A 77-year-old woman presented with a one-week history of painful skin lesions over the sacral area. She enjoyed good past health and was not on regular medications. She recalled a similar episode of painful eruptions at the same site ten years ago.
Physical examination revealed crops of vesiculo-pustular leions on an erythematous base at the sacral area. Some lesions have ruptured to form shallow erosions. Other body parts and mucosal surfaces were unaffected. Complete blood count and blood biochemistry were unremarkable.
Herpes simplex reactivation
Differential diagnoses in this case include herpes zoster and superficial fungal infections. Viral swab taken at the base of the erosions showed positive culture for type 1 herpes simplex virus. The patient was treated with a five-day course of oral acyclovir (200mg five times per day). There was complete resolution of the lesions at the end of the anti-viral therapy.
Herpes simplex virus (HSV) is a double-stranded DNA virus. Infection can be caused by either HSV-1 or HSV-2 at the mucosal surface or at sites of skin abrasions. Patients typically present with painful, grouped, small vesicles or pustules on an erythematous base. Herpetic lesions are characterized by the recurring nature as reactivation of the virus at the primary site of infection is common. Lesions can occur anywhere, however HSV-1 is mostly associated with lesions in the oral-labial area (herpes labialis) and HSV-2 with genital lesions (herpes genitalis). Herpes labialis (cold sores) is the most common presentation of oral HSV infection.
The incubation period from the time of exposure to appearance of skin lesions is around 4 to 10 days. Patients may present with fever which usually lasts for 3 to 5 days in patients with a primary infection. Most lesions will resolve in 2 weeks’ time. Upon recurrence, constitutional symptoms are uncommon and if present, are usually much less severe than during primary infection. Lesions tend to crust within 4 to 5 days and heal completely in 10 days. Primary herpes infection and reactivation is not uncommon at the lumbosacral and perineal region (as in the present case), where skin abrasions are common. Risk factors for viral reactivation include old age, immunodeficiency and stress. An important complication of herpes infection is erythema multiforme, which usually follow recurrent herpetic eruptions by 7 to 10 days.
Acyclovir is a selective inhibitor of HSV DNA synthesis which acts on virus-specific thymidine kinase.

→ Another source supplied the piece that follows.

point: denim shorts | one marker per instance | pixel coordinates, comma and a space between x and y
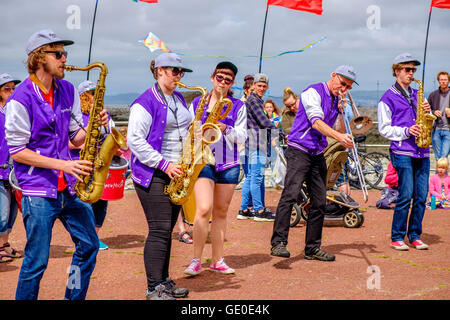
229, 176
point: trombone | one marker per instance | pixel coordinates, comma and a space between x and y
354, 150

A dosage of 200mg five times per day for 7 to 10 days is the treatment of choice for primary herpes infection to decrease pain, retard formation of new lesions, shorten duration of viral shedding and time for healing. However, it has no value in preventing recurrences. Most cases of recurrent herpes are mild and do not require therapy. Moreover, the dose of acyclovir should be adjusted in cases of renal impairment. Other anti-viral agents of the same class include valacyclovir and famciclovir. Herpetic lesions are prone to secondary bacterial infection. Wound dressing, local or systemic antibiotics should be commenced when indicated. Adequate pain control is also important in symptomatic patients.